Kurumlarda veya işletmelerde bu eksiklikle zaman zaman karşılaşıyor olsak da, bir çok kurum ve işletmenin bilgi ve kayıtlarını elektronik ortamda uzun vadeli olarak (örnek 30 yıl) nasıl kaydedeceği konusunda bir stratejinin oturmamış olduğu bir gerçek. Mevcut durumda bile, kurumlarda eski bazı kayıtların artık açılmadığı şikayetlerinden kurumların bilgi işlemcileri dahi bıkmış durumdadır.

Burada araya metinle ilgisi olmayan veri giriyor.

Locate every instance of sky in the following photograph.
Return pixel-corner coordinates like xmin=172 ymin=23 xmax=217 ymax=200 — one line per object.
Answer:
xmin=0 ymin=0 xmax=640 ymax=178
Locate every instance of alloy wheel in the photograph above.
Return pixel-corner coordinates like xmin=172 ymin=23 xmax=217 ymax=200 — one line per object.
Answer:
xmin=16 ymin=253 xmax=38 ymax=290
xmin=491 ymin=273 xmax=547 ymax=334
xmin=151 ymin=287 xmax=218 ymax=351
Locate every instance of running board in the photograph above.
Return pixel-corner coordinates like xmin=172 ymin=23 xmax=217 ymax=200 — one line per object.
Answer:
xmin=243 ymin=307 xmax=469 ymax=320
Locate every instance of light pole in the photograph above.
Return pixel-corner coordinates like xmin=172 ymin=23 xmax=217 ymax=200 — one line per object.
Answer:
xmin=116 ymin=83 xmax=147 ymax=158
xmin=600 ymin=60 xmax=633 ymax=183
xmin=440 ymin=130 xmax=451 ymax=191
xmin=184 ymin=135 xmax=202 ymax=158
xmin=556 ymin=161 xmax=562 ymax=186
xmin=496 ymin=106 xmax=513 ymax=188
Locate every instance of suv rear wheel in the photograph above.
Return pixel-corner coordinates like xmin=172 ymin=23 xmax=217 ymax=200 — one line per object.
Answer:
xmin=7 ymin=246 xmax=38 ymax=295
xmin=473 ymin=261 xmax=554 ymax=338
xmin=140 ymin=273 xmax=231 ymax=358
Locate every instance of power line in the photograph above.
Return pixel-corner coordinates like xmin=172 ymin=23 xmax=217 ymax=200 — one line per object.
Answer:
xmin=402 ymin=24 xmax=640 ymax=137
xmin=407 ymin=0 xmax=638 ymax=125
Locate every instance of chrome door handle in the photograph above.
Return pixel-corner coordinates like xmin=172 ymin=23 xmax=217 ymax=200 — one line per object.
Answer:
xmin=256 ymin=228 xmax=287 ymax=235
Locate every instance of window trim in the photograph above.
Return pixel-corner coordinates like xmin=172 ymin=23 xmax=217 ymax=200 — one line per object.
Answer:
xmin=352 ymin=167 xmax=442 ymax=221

Bir çok yerde dijital kayıtlar şu anda genelde data teyplerde, disk dizilerinde veya dosya sunucularda durmaktadır ya da duruyor sanılmaktadır. Oysa ki bir hard diskin sağlıklı olarak data muhafaza edebileceği süre 5-7 yıldır. Aynı şekilde bir CD, bir DVD, bir data teyp veya manyetik ve optik diğer depolama cihazları da değişen sürelerde kayıt tutabilmekte ancak bu süre çoğu zaman en fazla 10-12 yılı geçmemektedir. Teknik özellikler itibariyle ürünler satın alınırken bu konular pek gündeme gelmese de, 5-10 yıl sonra bu cihazlardaki kayıtların artık açılmadığı görüldüğünde de yapacak bir şey kalmamaktadır. Aralarında kısmi farklar olsa da ister hard disk ister CD ister tape olsun hepsi kaçınılmaz şekilde aynı sona mahkumdur.
Evrende termodinamiğin 2. kanunundan kaçmak mümkün değildir. Yani hard disklerin data muhafaza eden yüzeyleri de, evrendeki diğer tüm maddeler gibi bir süre sonra manyetikliğini kaybedip bozulacaktır. O aşamadan itibaren, içerisindeki çok önemli fotoğraf, yazı, arşiv, kayıt ne varsa artık kaybolmuş olacaktır. Isıdan, güneşten, manyetik ortamdan vb etkilerden koruyarak saklanmış olunsa dahi dijital kayıt ortamlarının hepsi eninde sonunda aynı sonu yaşayacaktır ve yaşamaktadır da…
Bu nedenle, devlet kurumları, nüfus daireleri, kütüphaneler, okullar, askeri birimler, güvenlik birimleri gibi kayıtları uzun vadeli muhafaza etmesi gereken tüm kurumlar için aynı sorun söz konusudur. Her geçen gün katlanarak büyüyen terabyte’larca kayıt, hard disklerde ve teyplerde duruyor sanılıyor. Kimse 10 yıl önceki bir diski açıp da acaba hala içindekiler açılıyor mu diye kontrol etmiyor. 15 yıl önceki data teypler çoktan kullanımdan kalkmış durumda ve artık o eski teyplerdeki kayıtlar başka bir ortama alınamayabiliyor ve kayıtlar kaybolup gidiyor.
Sonuç olarak, ülkemizde, genel olarak, dijital kayıtların uzun süreli muhafazası konusunda oturmuş bir strateji hala yoktur ve bunun eksikliği önümüzdeki yıllarda büyük zararlarla anlaşılacaktır.